While I could nit-pick the particulars of Edmundson’s essay, I think the foundations of it are pretty accurate.  At the center of his assertions is a distinction between schooling/credentialing and education: “Education has one salient enemy in present-day America, and that enemy is education—university education in particular.  To almost everyone, university education is a means to and end” (91).  And, as a result of this, “The students and professors have made a deal: neither of them has to throw himself heart and soul into what happens in the classroom” (92).  Edmundson has a pretty compelling take on the reasons for this unwillingness to engage in really meaningful, personal ways.  There are legal issues; there are market-based factors; there are political demands that diminish our collective understanding and ideal for education to percentiles on standardized tests.  

The irony, however, is that much of the reason for the lack of engagement—and all the factors that contribute to that lack—might also be the Emersonian self-reliance that Edmundson touts as an ideal.  It is a version of this self-reliance that generates our litigiousness and the lingering concern with legal issues, that leads universities and colleges to appeal to individual students as consumers, that leads us to prioritize “objective” forms of assessment (e.g., standardized tests).  In order to throw ourselves “heart and soul into what happens in the classroom” (92), in order to explore questions about whether “the books contain truths you could live your lives by” (99), we all have to be willing to enter into a meaningful level of community that enables and allows us to share our lives with one another.  We have to be willing to be subject to one another, to forgive perceived slights, to entertain alternative (and sometimes ignorant or distasteful) perspectives.  This sort of community is messy, sometimes dangerous, and certainly at odds with both the size and the market-driven motivations of the contemporary university or college.
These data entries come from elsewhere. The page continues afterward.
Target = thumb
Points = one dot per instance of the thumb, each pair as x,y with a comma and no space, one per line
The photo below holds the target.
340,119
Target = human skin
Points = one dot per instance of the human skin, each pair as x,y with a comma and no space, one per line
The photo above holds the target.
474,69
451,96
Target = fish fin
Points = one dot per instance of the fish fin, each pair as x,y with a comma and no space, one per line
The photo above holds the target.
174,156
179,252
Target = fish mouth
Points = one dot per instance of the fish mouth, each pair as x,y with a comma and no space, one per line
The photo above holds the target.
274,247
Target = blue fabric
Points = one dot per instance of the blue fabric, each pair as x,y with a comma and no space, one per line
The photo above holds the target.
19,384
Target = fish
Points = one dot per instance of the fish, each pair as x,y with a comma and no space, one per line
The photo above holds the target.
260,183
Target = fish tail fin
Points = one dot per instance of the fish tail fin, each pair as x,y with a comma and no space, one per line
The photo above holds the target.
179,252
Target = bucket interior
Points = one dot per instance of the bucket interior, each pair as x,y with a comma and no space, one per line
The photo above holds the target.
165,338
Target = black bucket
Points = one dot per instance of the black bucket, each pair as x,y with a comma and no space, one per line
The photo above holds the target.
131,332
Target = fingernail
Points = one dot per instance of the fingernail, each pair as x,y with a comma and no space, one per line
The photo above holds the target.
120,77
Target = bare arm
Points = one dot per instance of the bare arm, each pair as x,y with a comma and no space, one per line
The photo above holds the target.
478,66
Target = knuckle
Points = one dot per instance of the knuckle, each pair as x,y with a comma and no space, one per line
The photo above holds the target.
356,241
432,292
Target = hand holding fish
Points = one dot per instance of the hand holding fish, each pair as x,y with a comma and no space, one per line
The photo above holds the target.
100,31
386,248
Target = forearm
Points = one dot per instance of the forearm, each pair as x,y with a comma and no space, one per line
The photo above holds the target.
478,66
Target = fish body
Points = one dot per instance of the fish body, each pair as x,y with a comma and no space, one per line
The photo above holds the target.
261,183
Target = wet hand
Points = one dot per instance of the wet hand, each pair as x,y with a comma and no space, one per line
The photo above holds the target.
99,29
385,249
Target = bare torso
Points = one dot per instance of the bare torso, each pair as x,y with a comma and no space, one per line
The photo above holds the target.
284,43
So, yes, Edmundson is right to tell today’s students that receiving an education, rather than merely a degree, will be their responsibility.  However, receiving the type of education that Edmundson nobly envisions will require community.  The challenge for students is not simply one of asserting their own identity and relying on themselves.  The challenge is finding, perhaps creating, and caring for pockets of community within the institution, because the size and shape of contemporary education doesn’t lend itself well to forming such communities.


3 comments:

Unknown said...

I'm curious; you say that teaching sparks the possibilities for research (I do agree this is absolutely true), but what type of research does it initiate. Do you choose the research based on personal interest or on the possibility for scholarly recognition? or both? Also,is it the material taught that initiates the research or student response?

I too was cheering along with his assertions in this essay. He brought up some significant points that I can relate to and have also contemplated myself.

gad said...

Justin: I suspect the answers to your questions will be a little different for each professor and within separate disciplines. For me, teaching usually sparks questions that are personally relevant, either just because of my own idiosyncratic interests, or because of issues that surface as students engage with texts, etc. For me, if the research becomes scholarly relevant, that's icing on the cake.

gad

Unknown said...

That is well said. It's probably best to let the questions unfold that way and in conjunction with personal relevance, that way when the proverbial icing on the cake does emerge, it is ten times better.